Having a way to produce fuel in an operational environment, as Ryan describes it, could be useful in a future conflict because ground vehicles like tanker trucks can be targets. For example, on April 9, 2004, in Iraq, an attack known as the Good Friday Ambush resulted in many deaths. a large American motorcade was making an “emergency jet fuel delivery to the airport” in Baghdad, Iraq, as the Los Angeles Times noted in an extensive article about the incident in 2007.
“With the development and deployment of on-site fuel generation technology, our Joint Force will be more resilient and sustainable,” says Ryan.
(Related: All your burning questions about sustainable aviation fuel, answered)
Nikita Pavlenko, program manager at the International Clean Transportation Council, a nonprofit organization, says he’s excited about the news. “It’s also likely something that’s still a long way off,” he adds. “Air Company is still in the very, very early stages of commercialization.”
These types of fuels, called e-fuels, are not available in large quantities, nor are they cheap. “I expect that finances and availability will be big constraints,” he says. “Just based on the underlying costs of green hydrogen (and) CO2, you’re probably going to end up with something much more expensive than conventional fuel.” As for how much fuel they will be able to produce synthetically, DIU’s Ryan says, “It will be smaller amounts at first, providing resilience to existing fueling and base microgrids,” and then it will grow from there. .
(Related: Airbus just flew its largest plane using sustainable aviation fuel)
Still, these types of fuels have environmental benefits, Pavlenko says, although it’s important that the hydrogen they use is created through green means—from renewable energy sources, for example. The fuel still emits carbon when burned, but the benefits come because the fuel was created by removing carbon dioxide from the atmosphere in the first place, or preventing it from leaving a chimney.

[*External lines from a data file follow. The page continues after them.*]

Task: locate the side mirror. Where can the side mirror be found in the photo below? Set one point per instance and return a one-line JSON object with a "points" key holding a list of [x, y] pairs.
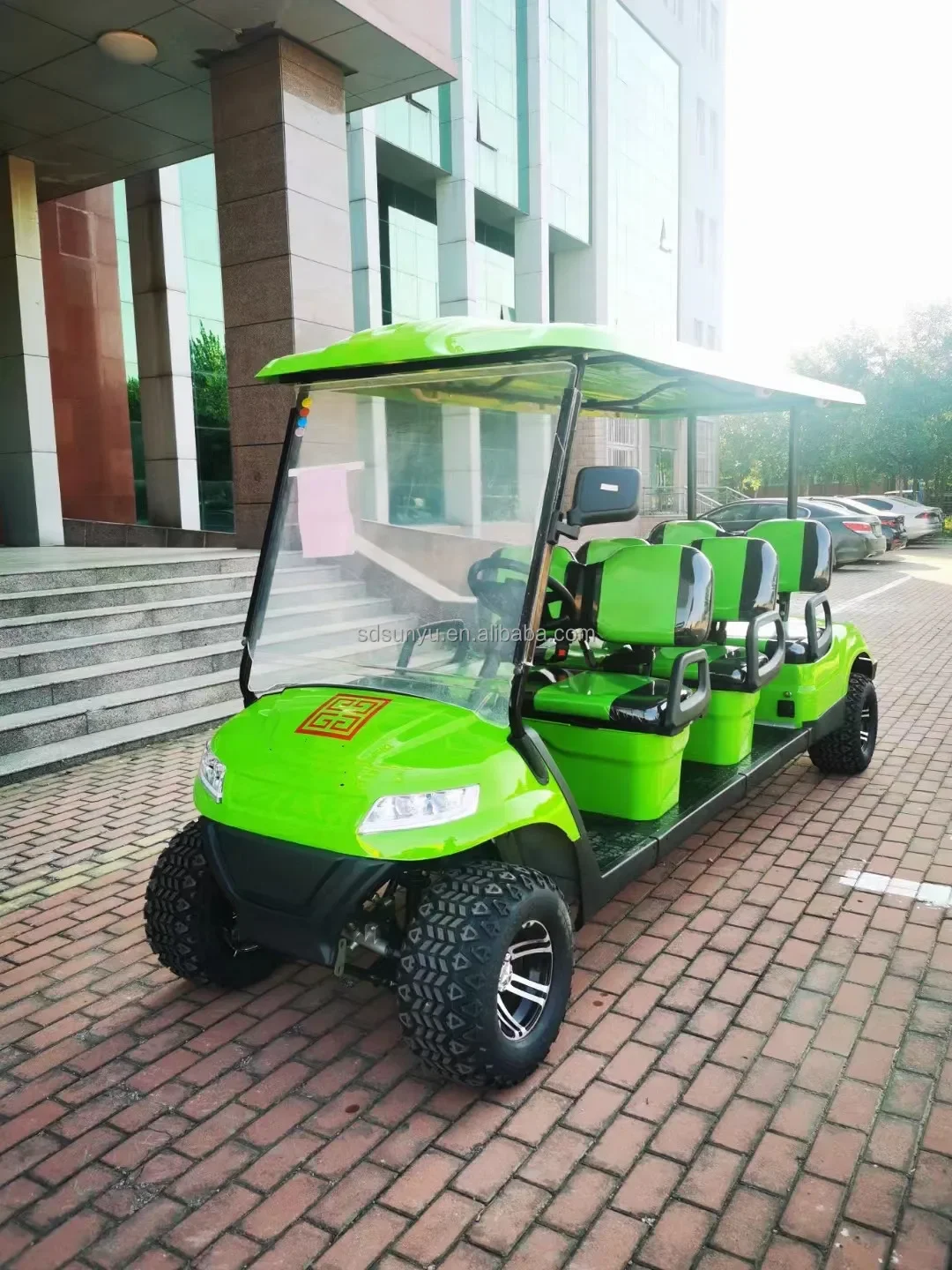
{"points": [[605, 496]]}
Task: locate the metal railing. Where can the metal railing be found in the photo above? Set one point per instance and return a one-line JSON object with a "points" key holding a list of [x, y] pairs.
{"points": [[672, 501]]}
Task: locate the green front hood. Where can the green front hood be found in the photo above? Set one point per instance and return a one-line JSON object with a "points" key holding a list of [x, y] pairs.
{"points": [[306, 765]]}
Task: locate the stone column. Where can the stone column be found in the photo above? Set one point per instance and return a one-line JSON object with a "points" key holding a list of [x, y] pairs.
{"points": [[532, 228], [158, 263], [285, 228], [462, 467], [456, 211], [582, 277], [29, 482], [365, 219]]}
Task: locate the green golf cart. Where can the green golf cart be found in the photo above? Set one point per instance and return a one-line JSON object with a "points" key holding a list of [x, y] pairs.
{"points": [[476, 704]]}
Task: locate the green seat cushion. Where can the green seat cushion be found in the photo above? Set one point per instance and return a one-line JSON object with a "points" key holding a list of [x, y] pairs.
{"points": [[687, 533], [651, 596], [746, 577], [631, 703], [805, 551], [600, 549]]}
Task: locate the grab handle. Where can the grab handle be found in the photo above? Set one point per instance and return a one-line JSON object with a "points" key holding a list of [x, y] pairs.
{"points": [[682, 713], [819, 640], [761, 675]]}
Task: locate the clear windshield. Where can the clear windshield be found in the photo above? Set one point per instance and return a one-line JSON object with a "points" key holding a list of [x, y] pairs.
{"points": [[404, 531]]}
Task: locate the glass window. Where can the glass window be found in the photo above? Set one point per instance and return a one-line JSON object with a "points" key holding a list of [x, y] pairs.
{"points": [[380, 521], [494, 71], [409, 253], [412, 123], [569, 117], [622, 441], [495, 263], [643, 179]]}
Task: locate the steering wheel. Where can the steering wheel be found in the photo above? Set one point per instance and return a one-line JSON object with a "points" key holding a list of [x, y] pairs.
{"points": [[505, 597]]}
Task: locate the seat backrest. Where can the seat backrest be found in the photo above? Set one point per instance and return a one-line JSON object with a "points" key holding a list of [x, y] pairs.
{"points": [[683, 533], [805, 550], [599, 549], [747, 574], [657, 596]]}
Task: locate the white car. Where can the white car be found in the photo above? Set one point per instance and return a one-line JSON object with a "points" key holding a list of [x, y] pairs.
{"points": [[922, 522]]}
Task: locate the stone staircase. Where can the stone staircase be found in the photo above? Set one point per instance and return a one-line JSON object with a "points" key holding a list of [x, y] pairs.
{"points": [[101, 657]]}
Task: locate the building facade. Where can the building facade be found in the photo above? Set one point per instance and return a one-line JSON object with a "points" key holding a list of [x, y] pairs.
{"points": [[571, 170]]}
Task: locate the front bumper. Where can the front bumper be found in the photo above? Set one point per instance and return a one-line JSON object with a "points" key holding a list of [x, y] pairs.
{"points": [[286, 897]]}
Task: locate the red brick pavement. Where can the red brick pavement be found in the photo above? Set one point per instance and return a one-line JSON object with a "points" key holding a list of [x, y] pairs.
{"points": [[755, 1068]]}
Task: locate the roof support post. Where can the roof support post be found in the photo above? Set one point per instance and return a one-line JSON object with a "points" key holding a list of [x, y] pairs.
{"points": [[692, 467], [792, 464]]}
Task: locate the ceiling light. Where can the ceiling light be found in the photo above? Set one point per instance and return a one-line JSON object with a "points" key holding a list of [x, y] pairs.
{"points": [[129, 46]]}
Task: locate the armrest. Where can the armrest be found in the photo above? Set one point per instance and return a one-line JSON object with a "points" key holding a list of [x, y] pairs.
{"points": [[414, 638], [758, 675], [819, 640], [680, 713]]}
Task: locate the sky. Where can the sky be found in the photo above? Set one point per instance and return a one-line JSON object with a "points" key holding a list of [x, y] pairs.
{"points": [[838, 168]]}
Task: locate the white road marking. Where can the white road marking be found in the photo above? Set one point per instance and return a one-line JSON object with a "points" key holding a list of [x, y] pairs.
{"points": [[880, 884], [870, 594]]}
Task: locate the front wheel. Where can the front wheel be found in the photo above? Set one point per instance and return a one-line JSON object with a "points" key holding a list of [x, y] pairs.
{"points": [[190, 923], [485, 973], [848, 750]]}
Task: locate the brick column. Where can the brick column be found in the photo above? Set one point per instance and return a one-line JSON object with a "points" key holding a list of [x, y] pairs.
{"points": [[456, 211], [285, 228], [29, 482]]}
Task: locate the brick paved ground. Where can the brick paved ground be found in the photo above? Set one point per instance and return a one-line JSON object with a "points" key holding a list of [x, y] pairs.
{"points": [[755, 1068]]}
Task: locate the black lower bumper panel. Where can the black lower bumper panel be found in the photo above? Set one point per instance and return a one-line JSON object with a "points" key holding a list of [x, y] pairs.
{"points": [[291, 898]]}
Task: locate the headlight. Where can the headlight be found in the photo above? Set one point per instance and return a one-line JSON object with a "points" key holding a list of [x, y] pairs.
{"points": [[418, 811], [211, 773]]}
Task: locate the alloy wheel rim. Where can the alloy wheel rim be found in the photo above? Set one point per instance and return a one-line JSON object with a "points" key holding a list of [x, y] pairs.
{"points": [[524, 981]]}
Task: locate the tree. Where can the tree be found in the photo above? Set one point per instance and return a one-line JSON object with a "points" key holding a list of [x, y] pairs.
{"points": [[904, 430], [210, 378]]}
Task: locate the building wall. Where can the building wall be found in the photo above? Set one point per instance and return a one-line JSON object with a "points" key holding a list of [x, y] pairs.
{"points": [[86, 360]]}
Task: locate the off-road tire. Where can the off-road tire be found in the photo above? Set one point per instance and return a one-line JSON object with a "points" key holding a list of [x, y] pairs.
{"points": [[188, 920], [450, 963], [844, 752]]}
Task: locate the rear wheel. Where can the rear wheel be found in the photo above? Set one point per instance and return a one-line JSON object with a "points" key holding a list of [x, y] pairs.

Even this chimney scenario is environmentally attractive to Pavlenko, because “you’re just borrowing that CO2 from the atmosphere—you’re just delaying it before it disappears into the atmosphere, rather than taking something that’s been underground for millions of years and releasing it. ” (A caveat is below the line, ideally there are no carbon dioxide belching fumes that could be captured in the first place.)
For its part, the Defense Innovation Unit says it’s interested in many different ways of getting the carbon dioxide, but is most excited about getting it from the air or the ocean. That’s because these two methods “serve the dual purpose of extracting CO2 from air/water while also providing a feedstock for the synthetic fuel process,” says Matt Palumbo, project manager with DIU, via email. Palumbo also notes that he expects this contract period to last about two to five years and believes the effort will continue from there.